Sorry about that. That was dumb of me. I realized it later but was past the edit limit.
I think that would require the >50% attacker to be >50% forever. But let me concede it may have a problem. I want to turn it around and say “a proper FTL enforces a PTL on every block”. A miner who refuses to mine on top of a timestamp 7200 into the future of his own timestamp is just enforcing the FTL. If all nodes not only enforce the FTL but require every miner to have also enforced it, it would indirectly implement a PTL. Not enforcing it like this means nodes are knowingly allowing a dishonest block.

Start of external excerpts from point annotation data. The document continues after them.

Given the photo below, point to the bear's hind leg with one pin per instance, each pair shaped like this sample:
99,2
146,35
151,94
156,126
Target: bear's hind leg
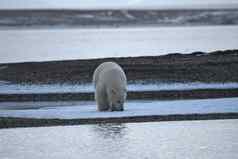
101,99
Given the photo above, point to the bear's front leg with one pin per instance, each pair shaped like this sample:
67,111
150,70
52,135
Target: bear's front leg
110,107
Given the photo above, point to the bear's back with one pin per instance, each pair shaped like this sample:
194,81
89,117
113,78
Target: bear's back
104,68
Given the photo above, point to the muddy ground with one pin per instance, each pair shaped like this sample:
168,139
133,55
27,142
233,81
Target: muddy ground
219,66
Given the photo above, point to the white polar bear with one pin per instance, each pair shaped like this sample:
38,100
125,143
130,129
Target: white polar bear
110,87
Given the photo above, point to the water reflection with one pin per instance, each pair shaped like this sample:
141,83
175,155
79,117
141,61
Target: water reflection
110,130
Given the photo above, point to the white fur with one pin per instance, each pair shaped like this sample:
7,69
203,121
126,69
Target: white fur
110,87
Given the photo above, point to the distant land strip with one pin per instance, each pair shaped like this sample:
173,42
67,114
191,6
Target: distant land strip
9,122
143,95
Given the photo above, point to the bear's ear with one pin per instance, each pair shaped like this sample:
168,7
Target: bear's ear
113,91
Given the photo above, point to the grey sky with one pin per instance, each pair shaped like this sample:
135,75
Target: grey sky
6,4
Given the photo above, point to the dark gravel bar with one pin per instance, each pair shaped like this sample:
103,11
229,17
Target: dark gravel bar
8,122
145,95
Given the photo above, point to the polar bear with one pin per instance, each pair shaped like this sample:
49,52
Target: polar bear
110,87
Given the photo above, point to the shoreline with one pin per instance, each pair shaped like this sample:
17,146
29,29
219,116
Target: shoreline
132,95
217,66
10,122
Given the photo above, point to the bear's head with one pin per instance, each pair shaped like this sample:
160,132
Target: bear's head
116,98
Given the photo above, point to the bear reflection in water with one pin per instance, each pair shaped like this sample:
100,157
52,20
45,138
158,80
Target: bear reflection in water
110,130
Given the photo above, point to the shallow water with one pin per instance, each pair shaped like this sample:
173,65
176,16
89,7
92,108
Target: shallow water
87,109
62,44
215,139
8,88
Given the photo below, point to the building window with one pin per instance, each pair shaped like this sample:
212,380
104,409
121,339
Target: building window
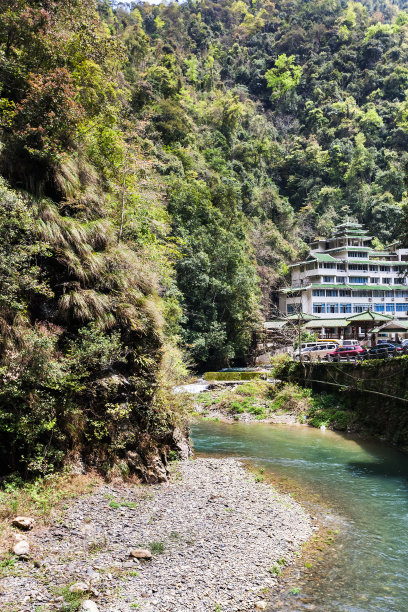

I called the sweeping consensus changes “better” only in a theoretical sense and said they were the most dangerous (due to being sweeping changes) and thereby hardest to implement. I wanted to discuss the tangents because that’s what’s interesting to me. Thinking about it is why I suspected there was a hack. It’s similar to wanting a PTL on every block. I wasn’t able give a reason to push it except it’s “prettier”. It was annoying that I couldn’t find a justification. Seeing a “properly-enforced FTL” = PTL is like pulling out a thorn. I’ve always felt there was something unsatisfyingly “open-ended” about the way miners enforce the FTL. “His timestamp is wrong” isn’t as satisfying as “His timestamp won’t let me be honest.”
All future nodes would know someone had been dishonest if any ancestor timestamps were > 2 hr in the future of any descendants, which would be a stricter and more logical form of the FTL that could remove the need for the MTP. But I’m not saying that as a recommendation.